I glanced at my watch. “I need to get back to the office. Come on, I’ll walk you home.”
“Maybe I’ll stay here for a while.”
I stood up before I asked, “Things tough with Sherry, Sam?”
“We’ve been here before. We’ll muddle through.” He stopped for a long pause and picked at some dead grass. Colorado ’s prolonged drought meant that there was a lot of dead grass to choose from. “She feels, I don’t know, unfulfilled with me sometimes. I think I understand, kind of.”
“It’s not just the heart thing, though?”
“I don’t know what it is.”
“How do you feel? About things with Sherry?”
He didn’t answer. He pulled himself slowly to his feet and walked beside me as I crossed the park. I matched his pace, wondering whether it was his wounded heart, literally, or his wounded heart, figuratively, that was slowing his progress across the wide lawn.
We spoke little until we got to his door. I went inside with him to use his bathroom before I drove the short way back to my office.
When I’d finished washing my hands, I stepped into his tiny kitchen to say good-bye. He was slumped over at the counter with his head in his hands.
“Sam? You okay?”
He didn’t look up. With his elbow he slid a single sheet of floral paper in my direction. I could see it was covered in a tiny, neat script.
He said, “It looks like Sherry’s gone. She took Simon to see his grandparents.”
“For Thanksgiving? In Minnesota?”
He looked up, finally. His eyes were red. “I guess. I imagine I’ll be alone for the holidays.”
“What does it say? You guys haven’t talked about this?”
“Talking’s overrated. I think she’s taking a break from me.”
“Sherry’s leaving you?”
He picked up the paper and shoved it into his pocket. “I don’t know. Maybe.”
The shock I felt was seismic. I couldn’t imagine the effect of the quake on Sam’s recovery.
“She loves me. That’s not it, Alan. I’m not a hundred percent sure what it is, but it isn’t that.”
“Sam, I-”
“Go back to work. I think I want to be by myself for a while,” he said.
My feet were stuck to the linoleum.
“Go on. I need the practice,” he said.
He meant practice being by himself.
NINETEEN
I don’t work most Fridays. No, that doesn’t mean I do a short week.
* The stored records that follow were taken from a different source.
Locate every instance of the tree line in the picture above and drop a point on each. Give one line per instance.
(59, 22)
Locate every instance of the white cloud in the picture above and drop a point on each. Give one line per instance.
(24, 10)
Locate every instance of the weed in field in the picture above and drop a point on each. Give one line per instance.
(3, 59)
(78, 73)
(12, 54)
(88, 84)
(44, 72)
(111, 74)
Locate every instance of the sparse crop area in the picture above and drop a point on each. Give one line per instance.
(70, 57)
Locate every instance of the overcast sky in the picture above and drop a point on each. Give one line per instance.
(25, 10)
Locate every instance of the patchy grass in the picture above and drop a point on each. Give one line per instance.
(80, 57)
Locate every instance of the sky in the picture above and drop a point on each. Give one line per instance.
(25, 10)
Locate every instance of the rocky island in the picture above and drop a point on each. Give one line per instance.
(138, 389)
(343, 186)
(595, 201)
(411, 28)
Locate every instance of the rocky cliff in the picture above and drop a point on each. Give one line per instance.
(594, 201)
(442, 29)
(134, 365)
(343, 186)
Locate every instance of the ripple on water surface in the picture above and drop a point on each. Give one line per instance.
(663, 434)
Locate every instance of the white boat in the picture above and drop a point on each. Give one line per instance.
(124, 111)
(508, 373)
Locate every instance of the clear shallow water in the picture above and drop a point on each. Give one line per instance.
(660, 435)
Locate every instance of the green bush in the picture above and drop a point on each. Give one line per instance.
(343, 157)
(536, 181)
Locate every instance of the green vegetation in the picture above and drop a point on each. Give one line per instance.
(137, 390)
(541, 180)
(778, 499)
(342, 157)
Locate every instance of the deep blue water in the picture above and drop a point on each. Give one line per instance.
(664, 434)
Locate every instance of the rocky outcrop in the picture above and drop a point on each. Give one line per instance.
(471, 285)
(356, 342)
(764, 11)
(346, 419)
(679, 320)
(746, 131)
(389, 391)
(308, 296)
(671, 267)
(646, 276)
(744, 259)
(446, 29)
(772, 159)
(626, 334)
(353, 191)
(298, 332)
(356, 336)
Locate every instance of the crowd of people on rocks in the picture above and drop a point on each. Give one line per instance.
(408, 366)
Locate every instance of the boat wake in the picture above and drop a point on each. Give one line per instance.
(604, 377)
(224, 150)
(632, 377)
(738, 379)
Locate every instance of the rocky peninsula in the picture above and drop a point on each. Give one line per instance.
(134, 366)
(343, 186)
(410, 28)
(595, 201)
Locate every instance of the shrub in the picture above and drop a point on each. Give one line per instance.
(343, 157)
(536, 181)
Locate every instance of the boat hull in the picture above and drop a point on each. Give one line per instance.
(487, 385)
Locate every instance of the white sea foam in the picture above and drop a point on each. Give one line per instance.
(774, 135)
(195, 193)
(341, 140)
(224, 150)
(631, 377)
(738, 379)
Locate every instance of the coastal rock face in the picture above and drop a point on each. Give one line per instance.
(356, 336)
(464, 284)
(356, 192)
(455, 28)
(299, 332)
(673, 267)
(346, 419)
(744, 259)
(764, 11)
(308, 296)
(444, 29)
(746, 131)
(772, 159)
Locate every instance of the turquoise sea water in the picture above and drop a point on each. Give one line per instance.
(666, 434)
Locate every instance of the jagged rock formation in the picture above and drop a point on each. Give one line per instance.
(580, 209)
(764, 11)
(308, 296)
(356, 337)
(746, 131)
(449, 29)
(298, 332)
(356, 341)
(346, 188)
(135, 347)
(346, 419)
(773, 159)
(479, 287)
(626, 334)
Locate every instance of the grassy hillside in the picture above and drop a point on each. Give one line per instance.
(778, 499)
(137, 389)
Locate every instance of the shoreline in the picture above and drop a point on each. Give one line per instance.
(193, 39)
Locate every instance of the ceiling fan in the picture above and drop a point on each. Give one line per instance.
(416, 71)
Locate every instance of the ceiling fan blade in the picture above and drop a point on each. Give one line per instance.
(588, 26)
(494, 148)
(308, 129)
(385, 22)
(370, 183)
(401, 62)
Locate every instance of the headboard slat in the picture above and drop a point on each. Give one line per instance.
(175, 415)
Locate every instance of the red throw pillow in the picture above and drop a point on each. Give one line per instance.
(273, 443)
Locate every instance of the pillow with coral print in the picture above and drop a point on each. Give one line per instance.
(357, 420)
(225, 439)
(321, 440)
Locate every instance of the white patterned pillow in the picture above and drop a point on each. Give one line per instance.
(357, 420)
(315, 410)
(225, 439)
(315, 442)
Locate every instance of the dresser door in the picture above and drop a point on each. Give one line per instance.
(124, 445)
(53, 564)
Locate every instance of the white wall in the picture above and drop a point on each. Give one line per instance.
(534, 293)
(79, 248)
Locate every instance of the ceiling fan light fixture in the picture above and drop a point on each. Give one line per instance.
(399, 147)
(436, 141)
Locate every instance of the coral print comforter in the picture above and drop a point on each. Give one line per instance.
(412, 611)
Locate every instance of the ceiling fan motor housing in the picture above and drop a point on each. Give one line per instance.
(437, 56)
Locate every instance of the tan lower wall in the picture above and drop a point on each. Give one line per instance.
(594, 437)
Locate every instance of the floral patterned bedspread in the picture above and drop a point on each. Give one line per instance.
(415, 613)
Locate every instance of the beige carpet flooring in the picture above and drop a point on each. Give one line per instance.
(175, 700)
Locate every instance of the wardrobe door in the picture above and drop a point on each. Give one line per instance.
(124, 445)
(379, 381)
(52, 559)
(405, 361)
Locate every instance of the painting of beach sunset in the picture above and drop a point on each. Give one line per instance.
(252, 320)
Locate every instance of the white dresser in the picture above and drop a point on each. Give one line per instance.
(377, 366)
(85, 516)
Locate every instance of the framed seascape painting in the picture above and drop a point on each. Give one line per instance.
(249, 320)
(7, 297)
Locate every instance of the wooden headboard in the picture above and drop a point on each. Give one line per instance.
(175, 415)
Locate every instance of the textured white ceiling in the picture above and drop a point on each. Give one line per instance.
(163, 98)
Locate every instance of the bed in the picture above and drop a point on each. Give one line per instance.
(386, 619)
Even though I pack forty-plus hours into my four-day calendar, Puritan guilt occasionally interferes with my enjoyment of the break that I schedule every week. Still, most Fridays I treasure the extra hours I have to spend with Grace, or to do an uninterrupted bike ride on relatively uncongested roads.
That Friday wasn’t destined to be one of the days off that I treasured, however.
I packed up Grace along with all her voluminous paraphernalia-once in college I went to Europe for a month with less stuff than Grace needed to go across town-and together we headed out of the house a few minutes after nine. We were going to do some errands. Not routine errands. Grace and I were skilled professionals at the grocery store and the dry cleaner. Returning videos? Getting gas? No problem. We could have a great time strolling the aisles at McGuckin Hardware or picking out a new pair of miniature tennis shoes at a shoe store. But the errands we had to do that Friday were errands I’d been putting off for weeks because they involved-gulp-public agencies and public utilities.